I was looking to play around with some compresses innodb tables. My understanding is this is only available under the Barracuda format.

  1. I see innodb_file_format is dynamic so I can just switch over with out a bounce. Are there any implications of doing this I should be aware of. All I can tell is that means new tables or subsequently altered will be created with that format. Is this all correct?
  2. I was hoping to have to not go through and convert all my tables. Is is kosher to have antelope and barracude tables coexisting in the same tablespace? Even if it works are there any gotcha's to look out for?

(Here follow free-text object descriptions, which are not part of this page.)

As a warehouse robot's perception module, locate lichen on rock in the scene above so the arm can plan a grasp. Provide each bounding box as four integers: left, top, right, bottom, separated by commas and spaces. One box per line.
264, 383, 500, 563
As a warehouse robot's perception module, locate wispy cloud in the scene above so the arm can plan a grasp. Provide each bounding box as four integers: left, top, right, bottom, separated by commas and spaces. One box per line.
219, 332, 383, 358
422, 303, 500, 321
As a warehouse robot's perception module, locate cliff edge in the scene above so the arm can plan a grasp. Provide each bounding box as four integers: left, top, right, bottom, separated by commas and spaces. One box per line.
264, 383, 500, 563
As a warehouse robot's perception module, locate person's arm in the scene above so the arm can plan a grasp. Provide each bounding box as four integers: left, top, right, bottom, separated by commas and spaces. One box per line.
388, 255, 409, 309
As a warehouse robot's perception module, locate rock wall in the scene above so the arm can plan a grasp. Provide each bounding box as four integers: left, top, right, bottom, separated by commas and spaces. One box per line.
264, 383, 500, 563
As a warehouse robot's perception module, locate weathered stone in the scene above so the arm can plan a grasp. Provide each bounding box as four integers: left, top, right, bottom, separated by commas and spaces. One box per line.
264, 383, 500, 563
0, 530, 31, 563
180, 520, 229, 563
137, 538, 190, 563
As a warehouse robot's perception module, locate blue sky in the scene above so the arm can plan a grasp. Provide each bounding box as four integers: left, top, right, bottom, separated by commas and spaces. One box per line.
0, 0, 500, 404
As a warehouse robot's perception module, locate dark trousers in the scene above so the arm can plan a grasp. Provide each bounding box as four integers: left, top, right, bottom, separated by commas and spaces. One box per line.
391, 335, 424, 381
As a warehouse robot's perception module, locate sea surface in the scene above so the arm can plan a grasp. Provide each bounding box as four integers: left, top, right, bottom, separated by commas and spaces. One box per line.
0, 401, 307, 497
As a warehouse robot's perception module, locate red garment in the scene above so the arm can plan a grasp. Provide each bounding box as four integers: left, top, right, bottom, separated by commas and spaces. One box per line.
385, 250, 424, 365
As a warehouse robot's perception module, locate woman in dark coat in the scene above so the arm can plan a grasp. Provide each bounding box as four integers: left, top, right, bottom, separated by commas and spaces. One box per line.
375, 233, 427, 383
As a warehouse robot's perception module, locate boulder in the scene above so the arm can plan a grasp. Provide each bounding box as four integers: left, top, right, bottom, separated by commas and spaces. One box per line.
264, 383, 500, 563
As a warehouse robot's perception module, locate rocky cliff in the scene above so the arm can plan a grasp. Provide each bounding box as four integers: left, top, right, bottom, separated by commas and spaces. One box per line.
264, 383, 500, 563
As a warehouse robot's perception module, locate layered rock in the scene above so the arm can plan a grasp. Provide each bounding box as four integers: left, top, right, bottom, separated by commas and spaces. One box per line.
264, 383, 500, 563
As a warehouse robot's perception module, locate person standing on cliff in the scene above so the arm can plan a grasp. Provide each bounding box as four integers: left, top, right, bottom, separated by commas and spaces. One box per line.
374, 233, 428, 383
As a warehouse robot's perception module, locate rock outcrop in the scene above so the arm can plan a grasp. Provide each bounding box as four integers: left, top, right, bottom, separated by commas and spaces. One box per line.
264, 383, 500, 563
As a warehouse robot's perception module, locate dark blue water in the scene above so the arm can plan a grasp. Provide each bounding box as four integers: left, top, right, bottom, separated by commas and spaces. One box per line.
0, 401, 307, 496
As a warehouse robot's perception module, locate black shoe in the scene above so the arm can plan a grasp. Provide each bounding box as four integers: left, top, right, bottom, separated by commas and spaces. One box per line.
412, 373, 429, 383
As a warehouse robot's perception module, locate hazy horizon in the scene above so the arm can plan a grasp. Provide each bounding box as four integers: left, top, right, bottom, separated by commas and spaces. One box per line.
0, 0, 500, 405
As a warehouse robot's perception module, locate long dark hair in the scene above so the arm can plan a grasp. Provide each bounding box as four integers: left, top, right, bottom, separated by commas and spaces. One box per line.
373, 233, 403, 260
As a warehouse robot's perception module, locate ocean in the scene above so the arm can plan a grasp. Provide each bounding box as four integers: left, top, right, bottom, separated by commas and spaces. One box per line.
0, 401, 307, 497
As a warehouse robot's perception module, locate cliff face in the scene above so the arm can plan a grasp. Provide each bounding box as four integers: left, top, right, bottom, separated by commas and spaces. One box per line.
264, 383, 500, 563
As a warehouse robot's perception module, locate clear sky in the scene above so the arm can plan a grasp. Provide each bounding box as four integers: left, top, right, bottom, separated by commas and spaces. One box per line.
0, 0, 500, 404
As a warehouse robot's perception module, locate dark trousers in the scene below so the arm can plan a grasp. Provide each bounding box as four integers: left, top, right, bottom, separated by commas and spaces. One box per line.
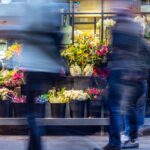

From what I've read and gathered from my tests the answers are: Yes. Yes. I'm not sure.

Update

I've been running w/ some Dynamic and some Compressed tables in various instances since this post with out issue. Further I neglected to read http://dev.mysql.com/doc/refman/5.5/en/innodb-file-format-identifying.html at the time.

After you enable a given innodb_file_format, this change applies only to newly created tables rather than existing ones. If you do create a new table, the tablespace containing the table is tagged with the “earliest” or “simplest” file format that is required for the table's features. For example, if you enable file format Barracuda, and create a new table that is not compressed and does not use ROW_FORMAT=DYNAMIC, the new tablespace that contains the table is tagged as using file format Antelope.

So tables will be created as Antelope even if you allow Barracuda. The mixing is unavoidable unless you specify every table as row_format dynamic or a compressed table.

There is no indication you should do a complete dump and reload when introducing your first Barracuda table (such as is recommended when upgrading major versions of mysql)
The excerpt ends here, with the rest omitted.